Democrats have ridiculed Republicans for the past several months for not having any real policy ideas, but now even a Washington Post columnist is joining in with examples.
Writing Wednesday, Philip Bump cited Sen. John Kennedy (R-LA), who appears to have abandoned all attempts at policy initiatives for owning the "libs."
"It's a fundamental rejection of politics as usual — but not in the popular, hackneyed sense of bringing fresh faces to the scene. The past year has seen a literal rejection of how presidential campaigns are run and how they are lost," he wrote.
Bump recalled the 2020 election when there was no Republican Platform because former President Donald Trump didn't want to be nailed for his ever-evolving beliefs depending on who he's talking to. It has put the GOP in a difficult position because now their members don't have any real beliefs other than attacking Democrats.
Kennedy embodied the message in his new reelection video promising "values" in opposition to "radical nut jobs."
I promise I will always be your voice during the good times and the bad.

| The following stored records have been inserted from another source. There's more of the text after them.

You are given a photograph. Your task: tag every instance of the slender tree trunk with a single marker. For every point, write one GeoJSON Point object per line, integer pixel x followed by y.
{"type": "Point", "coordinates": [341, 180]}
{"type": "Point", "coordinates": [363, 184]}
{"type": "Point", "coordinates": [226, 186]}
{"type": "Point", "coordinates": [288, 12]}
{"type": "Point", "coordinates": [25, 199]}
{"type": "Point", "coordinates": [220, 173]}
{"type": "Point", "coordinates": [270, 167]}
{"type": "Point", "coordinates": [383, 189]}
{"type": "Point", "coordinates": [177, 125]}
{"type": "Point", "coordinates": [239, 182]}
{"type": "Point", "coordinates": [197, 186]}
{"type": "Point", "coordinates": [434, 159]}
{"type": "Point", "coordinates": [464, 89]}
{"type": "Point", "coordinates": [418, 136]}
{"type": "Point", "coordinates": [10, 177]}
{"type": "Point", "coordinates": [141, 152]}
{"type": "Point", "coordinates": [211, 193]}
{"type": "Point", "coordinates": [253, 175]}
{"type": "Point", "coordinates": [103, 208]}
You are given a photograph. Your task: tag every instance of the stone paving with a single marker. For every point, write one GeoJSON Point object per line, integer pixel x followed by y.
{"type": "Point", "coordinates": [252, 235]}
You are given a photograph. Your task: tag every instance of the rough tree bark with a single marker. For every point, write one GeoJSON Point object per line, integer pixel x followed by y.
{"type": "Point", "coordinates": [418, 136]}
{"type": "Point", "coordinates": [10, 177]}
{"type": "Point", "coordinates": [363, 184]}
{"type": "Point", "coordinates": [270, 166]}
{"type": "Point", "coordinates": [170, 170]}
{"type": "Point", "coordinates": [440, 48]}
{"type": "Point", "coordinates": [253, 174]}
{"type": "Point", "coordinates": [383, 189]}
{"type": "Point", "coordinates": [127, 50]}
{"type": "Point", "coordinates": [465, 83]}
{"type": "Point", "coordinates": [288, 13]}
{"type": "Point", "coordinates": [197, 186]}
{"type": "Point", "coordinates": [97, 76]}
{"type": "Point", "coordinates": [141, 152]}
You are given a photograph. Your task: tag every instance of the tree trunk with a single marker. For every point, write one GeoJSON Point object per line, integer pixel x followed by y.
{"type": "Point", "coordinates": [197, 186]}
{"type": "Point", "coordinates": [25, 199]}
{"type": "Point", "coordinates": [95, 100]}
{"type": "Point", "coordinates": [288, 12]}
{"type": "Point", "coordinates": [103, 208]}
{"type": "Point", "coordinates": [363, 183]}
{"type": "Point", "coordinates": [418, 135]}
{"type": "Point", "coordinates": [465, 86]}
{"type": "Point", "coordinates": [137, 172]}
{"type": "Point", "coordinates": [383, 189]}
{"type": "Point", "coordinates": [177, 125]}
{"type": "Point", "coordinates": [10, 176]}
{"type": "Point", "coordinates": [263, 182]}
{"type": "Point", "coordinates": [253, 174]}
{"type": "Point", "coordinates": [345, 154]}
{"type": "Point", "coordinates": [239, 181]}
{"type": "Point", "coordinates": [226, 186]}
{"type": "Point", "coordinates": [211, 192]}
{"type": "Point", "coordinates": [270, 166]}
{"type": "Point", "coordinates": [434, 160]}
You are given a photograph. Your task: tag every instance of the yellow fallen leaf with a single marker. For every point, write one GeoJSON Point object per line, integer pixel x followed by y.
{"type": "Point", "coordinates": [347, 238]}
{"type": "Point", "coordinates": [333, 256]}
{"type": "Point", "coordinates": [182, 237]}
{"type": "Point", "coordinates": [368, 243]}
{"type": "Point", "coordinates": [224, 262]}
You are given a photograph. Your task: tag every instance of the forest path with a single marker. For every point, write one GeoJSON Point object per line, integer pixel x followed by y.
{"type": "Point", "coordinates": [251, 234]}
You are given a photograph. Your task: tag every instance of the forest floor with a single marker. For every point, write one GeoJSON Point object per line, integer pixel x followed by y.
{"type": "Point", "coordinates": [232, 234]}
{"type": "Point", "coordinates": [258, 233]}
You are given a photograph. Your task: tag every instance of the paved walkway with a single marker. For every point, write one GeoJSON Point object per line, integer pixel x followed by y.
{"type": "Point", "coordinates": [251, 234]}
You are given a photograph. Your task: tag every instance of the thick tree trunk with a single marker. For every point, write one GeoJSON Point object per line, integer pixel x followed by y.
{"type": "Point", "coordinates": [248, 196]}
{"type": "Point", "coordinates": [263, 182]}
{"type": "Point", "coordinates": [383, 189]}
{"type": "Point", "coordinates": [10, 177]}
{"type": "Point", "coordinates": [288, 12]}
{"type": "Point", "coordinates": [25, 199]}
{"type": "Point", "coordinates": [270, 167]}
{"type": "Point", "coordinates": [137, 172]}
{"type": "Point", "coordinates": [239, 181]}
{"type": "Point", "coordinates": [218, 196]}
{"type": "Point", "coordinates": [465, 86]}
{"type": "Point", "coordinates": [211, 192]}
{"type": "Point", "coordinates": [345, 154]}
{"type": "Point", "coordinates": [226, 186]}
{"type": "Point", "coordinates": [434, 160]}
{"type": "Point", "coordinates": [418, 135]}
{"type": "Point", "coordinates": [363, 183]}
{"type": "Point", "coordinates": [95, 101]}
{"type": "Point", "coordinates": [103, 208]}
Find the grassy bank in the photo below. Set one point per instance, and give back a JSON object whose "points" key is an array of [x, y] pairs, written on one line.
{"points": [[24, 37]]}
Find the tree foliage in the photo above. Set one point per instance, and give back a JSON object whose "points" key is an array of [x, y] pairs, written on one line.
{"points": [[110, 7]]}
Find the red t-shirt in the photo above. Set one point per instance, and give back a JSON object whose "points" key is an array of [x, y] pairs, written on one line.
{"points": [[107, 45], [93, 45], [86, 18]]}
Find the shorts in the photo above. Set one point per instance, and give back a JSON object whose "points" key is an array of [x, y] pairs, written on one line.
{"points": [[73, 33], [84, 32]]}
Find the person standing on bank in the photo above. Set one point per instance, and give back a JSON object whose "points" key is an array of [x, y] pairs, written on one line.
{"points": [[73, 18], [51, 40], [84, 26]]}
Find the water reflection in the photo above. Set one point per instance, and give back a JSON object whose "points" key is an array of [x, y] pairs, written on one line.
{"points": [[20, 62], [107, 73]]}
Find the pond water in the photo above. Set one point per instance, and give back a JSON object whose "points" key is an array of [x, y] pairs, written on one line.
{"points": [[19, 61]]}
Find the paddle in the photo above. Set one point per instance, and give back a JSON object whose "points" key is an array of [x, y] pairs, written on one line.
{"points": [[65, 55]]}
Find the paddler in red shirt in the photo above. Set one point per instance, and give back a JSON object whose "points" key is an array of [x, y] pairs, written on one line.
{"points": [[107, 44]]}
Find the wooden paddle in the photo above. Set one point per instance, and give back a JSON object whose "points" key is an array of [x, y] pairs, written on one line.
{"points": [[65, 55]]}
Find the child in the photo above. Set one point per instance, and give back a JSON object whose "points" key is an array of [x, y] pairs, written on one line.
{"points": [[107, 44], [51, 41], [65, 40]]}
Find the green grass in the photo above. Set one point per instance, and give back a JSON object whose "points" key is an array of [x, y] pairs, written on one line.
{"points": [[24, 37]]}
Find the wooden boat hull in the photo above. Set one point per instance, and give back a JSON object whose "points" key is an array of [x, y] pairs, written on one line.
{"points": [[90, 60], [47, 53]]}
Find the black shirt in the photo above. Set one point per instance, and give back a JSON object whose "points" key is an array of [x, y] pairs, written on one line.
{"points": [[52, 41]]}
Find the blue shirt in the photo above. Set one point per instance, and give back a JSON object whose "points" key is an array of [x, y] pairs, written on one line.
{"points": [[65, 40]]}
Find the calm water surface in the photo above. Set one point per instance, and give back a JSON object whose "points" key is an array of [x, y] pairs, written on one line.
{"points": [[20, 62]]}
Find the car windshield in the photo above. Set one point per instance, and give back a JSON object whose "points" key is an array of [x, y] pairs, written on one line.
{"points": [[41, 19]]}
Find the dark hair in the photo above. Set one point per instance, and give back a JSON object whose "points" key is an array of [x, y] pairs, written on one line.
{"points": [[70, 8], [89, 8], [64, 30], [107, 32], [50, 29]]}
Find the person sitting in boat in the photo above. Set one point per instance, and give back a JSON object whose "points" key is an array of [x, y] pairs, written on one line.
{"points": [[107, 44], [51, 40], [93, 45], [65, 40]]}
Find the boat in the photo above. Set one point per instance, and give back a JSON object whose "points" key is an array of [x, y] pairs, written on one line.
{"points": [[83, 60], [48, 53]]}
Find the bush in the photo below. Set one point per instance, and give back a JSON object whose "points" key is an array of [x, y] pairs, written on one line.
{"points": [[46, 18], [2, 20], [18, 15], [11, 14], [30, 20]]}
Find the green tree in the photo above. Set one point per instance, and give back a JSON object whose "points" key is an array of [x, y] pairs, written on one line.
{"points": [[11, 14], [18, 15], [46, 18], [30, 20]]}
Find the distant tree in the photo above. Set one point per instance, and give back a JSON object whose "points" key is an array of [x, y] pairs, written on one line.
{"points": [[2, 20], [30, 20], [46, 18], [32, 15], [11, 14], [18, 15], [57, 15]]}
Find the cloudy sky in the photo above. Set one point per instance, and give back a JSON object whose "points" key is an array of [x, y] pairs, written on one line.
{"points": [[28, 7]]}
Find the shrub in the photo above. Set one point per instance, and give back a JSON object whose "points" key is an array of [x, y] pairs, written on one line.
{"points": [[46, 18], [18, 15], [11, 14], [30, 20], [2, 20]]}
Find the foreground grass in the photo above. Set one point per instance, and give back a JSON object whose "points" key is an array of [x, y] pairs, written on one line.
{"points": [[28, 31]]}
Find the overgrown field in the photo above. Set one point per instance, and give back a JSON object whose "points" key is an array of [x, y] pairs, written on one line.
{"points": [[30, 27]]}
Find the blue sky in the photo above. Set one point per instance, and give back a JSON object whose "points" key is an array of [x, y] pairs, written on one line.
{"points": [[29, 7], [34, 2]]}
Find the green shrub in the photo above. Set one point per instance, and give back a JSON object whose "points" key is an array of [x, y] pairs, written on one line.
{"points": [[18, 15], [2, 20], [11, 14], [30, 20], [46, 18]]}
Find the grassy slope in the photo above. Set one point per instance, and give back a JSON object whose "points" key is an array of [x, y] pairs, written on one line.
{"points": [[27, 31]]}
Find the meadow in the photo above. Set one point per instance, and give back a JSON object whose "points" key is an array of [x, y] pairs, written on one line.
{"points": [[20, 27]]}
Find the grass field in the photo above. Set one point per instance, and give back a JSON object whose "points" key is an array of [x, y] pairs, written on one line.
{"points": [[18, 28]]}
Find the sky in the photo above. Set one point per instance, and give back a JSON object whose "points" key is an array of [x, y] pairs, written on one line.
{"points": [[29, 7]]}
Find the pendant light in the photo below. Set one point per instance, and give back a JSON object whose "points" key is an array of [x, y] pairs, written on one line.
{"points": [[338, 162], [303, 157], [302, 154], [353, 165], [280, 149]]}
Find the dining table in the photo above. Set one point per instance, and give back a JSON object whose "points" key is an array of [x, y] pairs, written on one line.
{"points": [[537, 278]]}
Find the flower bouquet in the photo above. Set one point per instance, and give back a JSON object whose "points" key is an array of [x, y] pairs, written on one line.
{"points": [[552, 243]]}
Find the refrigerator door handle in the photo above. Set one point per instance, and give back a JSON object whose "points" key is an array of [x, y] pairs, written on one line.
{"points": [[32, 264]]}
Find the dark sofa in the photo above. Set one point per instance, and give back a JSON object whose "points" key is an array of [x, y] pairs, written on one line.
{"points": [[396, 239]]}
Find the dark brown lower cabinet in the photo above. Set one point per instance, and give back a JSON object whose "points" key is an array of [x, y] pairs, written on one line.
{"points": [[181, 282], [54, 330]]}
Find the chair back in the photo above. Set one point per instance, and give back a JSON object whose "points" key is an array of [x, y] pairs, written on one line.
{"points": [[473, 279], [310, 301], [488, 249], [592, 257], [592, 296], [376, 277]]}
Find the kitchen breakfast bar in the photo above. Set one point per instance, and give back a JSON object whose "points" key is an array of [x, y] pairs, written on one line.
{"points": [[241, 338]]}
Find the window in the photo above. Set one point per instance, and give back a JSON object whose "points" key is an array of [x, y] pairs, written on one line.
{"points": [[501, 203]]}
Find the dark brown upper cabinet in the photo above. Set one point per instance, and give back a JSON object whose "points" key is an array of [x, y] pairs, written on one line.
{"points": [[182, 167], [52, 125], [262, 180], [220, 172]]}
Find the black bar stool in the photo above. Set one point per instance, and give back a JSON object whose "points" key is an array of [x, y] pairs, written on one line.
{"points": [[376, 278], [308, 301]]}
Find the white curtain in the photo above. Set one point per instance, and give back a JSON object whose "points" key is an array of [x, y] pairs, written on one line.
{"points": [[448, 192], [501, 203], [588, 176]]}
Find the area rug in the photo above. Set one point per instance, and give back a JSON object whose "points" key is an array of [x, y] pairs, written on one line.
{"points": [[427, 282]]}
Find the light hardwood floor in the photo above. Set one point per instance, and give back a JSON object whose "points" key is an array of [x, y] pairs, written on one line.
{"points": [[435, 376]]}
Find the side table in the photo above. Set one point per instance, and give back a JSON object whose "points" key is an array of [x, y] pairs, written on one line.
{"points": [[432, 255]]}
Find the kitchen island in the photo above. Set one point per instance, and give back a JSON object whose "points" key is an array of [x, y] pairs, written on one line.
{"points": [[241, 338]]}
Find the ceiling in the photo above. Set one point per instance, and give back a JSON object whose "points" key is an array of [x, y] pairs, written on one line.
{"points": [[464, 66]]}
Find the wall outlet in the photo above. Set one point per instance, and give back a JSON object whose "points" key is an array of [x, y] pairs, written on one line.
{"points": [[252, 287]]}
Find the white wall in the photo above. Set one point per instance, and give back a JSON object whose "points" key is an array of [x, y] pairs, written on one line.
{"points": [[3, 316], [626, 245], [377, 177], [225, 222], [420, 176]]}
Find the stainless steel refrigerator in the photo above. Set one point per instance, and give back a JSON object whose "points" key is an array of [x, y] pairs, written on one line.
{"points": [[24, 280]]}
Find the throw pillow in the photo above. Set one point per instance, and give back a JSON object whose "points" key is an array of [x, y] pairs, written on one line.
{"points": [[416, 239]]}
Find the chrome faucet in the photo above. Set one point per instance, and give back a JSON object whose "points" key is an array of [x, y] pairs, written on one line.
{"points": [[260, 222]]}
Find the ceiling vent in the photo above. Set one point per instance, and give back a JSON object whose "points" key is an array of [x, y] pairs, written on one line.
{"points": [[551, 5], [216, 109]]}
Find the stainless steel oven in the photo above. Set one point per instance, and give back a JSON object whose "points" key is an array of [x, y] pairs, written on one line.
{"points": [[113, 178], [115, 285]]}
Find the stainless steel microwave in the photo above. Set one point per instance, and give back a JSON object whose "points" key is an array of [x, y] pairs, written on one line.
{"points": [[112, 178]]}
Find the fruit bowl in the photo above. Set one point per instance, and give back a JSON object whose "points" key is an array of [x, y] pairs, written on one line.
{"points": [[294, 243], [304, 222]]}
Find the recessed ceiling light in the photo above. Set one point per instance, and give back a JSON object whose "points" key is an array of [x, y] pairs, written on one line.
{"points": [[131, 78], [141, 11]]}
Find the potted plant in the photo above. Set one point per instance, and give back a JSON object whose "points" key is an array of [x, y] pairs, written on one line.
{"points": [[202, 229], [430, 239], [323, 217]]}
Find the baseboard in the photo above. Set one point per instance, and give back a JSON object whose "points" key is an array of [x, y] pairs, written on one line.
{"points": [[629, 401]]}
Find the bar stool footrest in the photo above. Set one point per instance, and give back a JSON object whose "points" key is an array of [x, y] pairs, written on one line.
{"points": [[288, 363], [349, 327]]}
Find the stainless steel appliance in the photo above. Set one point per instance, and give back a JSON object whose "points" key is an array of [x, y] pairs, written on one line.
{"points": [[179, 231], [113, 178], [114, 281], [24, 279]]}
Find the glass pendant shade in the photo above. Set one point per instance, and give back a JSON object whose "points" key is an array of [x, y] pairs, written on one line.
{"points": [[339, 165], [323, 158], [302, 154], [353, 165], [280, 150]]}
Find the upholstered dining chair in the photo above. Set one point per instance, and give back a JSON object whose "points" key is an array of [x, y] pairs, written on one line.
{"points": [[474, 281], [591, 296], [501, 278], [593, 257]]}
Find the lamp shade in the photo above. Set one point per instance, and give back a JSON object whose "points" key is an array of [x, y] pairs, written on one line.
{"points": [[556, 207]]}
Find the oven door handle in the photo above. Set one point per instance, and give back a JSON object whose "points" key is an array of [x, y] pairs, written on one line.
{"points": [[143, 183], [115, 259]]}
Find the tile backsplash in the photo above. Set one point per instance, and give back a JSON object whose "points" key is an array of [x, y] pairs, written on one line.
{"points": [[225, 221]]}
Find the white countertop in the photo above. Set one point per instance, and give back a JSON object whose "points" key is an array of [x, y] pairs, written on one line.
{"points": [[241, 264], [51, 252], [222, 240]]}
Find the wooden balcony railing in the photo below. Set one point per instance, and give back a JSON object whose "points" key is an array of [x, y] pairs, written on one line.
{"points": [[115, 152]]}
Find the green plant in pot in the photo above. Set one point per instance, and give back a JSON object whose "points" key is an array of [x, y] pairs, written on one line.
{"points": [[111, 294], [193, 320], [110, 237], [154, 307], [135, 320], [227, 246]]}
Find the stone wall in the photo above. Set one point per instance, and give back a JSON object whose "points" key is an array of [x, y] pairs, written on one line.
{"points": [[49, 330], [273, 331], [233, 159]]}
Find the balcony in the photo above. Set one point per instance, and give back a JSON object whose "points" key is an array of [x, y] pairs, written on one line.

Come hell or high water, your values wil… https://t.co/L2VUsqdhko— John Neely Kennedy (@John Neely Kennedy) 1622564352.0
It didn't work for the GOP in 2020, but Republicans are hoping it will in 2022.
"This was largely what Trump stood for, too," wrote Bump. "There's an element of conservative politics that is definitionally predicated on rejecting change. But the modern right has frequently moved such rejections to the center of how they deploy power. Making America great again — a line that Kennedy works into his patter — is as much about keeping America from becoming something else as it is about moving the country back to how it was."
It's an effort to incite a visceral reaction from the most ardent Trump followers. Beyond that, however, there's no real pitch to non-Trump voters. All they have is the idea: "I'm one of you." Bump explained that such a campaign combined with attacks on voters is a "toxic combination."
He cited an analysis from the Varieties of Democracy Institute that shows a shift in political parties when it comes to the issues of liberalism "which is a measure of the extent to which parties reject open elections, and populism, a measure of the anti-elite and citizen-centric rhetoric deployed," he explained.
Ironically, the GOP was a bit more "illiberal" in 2008, but it has gone all the way to match groups like France's right-wing National front or other parties that support authoritarian leaders in places like Russia, Hungary and Turkey.
"The question isn't how the party has moved. The question is whether it continues in that direction, how far the momentum that has been has built carries it. The question is also how much of this is a function of Trump as an individual and whether a Republican Party at some distance from Trump would reform in ways that use its power differently," Bump closed.